Глянув в документы Кондратьева, в сельсовете извинились за оплошку. И вернули в дом все отнятое. Но старик тому уже не радовался.
Через пару дней, получив назначение на работу, приехал Олег Дмитриевич в Солнцевку за отцом. Решил забрать его к себе насовсем, в город.
Отец лежал на сундуке, положив руки под щеку и, казалось, спал. Безмятежная улыбка застыла на лице.
Одетый во все гробовое, он сам себя приготовил в последний путь. И, почувствовав кончину, не сожалел уже ни о чем. Он ушел из жизни спокойно, тихо и светло. Уверенный в том, что оставшийся в живых сын не даст погибнуть роду. Достойно продолжит его. Поднимет из пепелища. И, восстановив отчий дом, заживет легко и радостно.
Олег Дмитриевич огляделся по сторонам, желая взять на память о семье и доме хоть что-нибудь. Но тщетно…
Увидев мертвого хозяина, живые сельчане унесли все.
Не забрав лишь сундук, ставший смертным одром, да гроб, сделанный впрок еще при жизни, остался на чердаке нетронутым.
Олег Дмитриевич, похоронив отца, уехал из Солнцевки навсегда. И хотя работал неподалеку, в соседней деревне, никогда не навещал деревню детства и юности. Лишь на погост приходил.

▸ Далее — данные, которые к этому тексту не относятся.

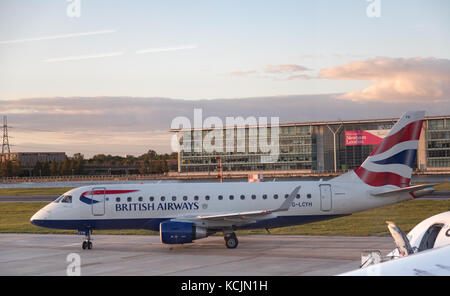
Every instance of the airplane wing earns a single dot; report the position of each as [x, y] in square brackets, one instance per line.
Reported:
[402, 242]
[410, 189]
[245, 217]
[432, 262]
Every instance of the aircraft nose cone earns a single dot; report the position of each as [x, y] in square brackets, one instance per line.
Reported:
[39, 217]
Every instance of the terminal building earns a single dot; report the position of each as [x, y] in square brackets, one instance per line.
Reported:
[29, 159]
[307, 147]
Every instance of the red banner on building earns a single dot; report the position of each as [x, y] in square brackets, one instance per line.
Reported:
[373, 137]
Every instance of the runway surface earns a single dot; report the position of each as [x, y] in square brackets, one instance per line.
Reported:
[259, 255]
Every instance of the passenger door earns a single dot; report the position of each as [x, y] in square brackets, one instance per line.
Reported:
[325, 197]
[98, 201]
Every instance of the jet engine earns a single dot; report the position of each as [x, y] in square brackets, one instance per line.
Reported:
[180, 232]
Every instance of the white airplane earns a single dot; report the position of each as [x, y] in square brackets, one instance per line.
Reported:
[424, 251]
[185, 212]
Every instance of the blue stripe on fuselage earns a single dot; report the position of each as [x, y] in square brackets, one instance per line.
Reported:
[153, 224]
[87, 200]
[406, 157]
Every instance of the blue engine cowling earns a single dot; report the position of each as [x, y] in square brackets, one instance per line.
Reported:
[180, 232]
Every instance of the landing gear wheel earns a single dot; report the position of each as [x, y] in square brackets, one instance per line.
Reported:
[231, 241]
[87, 244]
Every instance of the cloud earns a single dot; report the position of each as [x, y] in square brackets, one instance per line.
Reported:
[286, 68]
[130, 125]
[277, 72]
[396, 79]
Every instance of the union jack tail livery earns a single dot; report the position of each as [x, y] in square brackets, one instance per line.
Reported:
[392, 161]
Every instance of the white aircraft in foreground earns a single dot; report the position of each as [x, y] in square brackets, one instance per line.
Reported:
[424, 251]
[186, 212]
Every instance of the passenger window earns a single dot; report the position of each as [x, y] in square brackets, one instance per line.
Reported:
[59, 199]
[67, 199]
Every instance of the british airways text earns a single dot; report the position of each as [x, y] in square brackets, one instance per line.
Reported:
[166, 206]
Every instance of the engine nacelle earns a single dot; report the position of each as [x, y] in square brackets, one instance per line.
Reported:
[180, 232]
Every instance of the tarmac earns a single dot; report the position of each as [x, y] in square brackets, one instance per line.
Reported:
[120, 255]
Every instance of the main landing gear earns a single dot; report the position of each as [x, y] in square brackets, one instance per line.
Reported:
[87, 244]
[231, 240]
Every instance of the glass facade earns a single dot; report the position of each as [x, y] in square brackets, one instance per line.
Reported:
[438, 143]
[300, 146]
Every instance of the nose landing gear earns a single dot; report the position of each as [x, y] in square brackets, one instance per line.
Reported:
[231, 240]
[87, 244]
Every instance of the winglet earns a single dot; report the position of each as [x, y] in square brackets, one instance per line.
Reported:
[287, 203]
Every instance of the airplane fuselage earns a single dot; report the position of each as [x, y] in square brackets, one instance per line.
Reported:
[145, 206]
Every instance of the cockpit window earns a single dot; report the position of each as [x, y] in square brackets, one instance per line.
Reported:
[64, 199]
[59, 198]
[67, 199]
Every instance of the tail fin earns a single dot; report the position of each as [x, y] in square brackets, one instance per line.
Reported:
[392, 161]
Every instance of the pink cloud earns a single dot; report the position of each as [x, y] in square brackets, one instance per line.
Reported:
[396, 79]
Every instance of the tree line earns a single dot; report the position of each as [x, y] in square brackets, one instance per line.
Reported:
[148, 163]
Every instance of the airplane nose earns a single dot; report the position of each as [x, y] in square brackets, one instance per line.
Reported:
[39, 217]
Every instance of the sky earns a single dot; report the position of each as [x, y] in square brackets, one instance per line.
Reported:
[76, 74]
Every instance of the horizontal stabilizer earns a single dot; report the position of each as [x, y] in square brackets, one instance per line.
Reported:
[410, 189]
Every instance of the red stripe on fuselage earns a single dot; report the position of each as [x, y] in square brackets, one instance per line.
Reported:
[409, 132]
[106, 192]
[377, 179]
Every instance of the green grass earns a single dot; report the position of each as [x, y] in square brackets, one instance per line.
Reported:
[15, 218]
[33, 191]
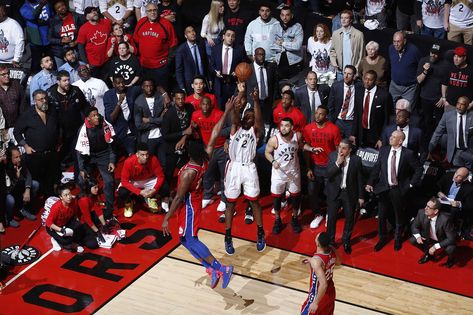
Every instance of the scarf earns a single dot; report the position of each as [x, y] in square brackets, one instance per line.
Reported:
[83, 141]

Да и то в сумерках, чтоб ни с кем не встретиться, не столкнуться ненароком.
Он и сам не подозревал, как возненавидел деревенский люд за жадность и воровитость, за тупость и бесстыдство. Он знал его, как самого себя. И презирал, и ненавидел, и стыдился его.
Может, потому, работая в селе, никогда не замечал, не обращал внимание на деревенских девок и баб. Он обходил их, сторонился и брезговал каждой, дававшей намеки на то, что она не прочь провести с ним время в уединении.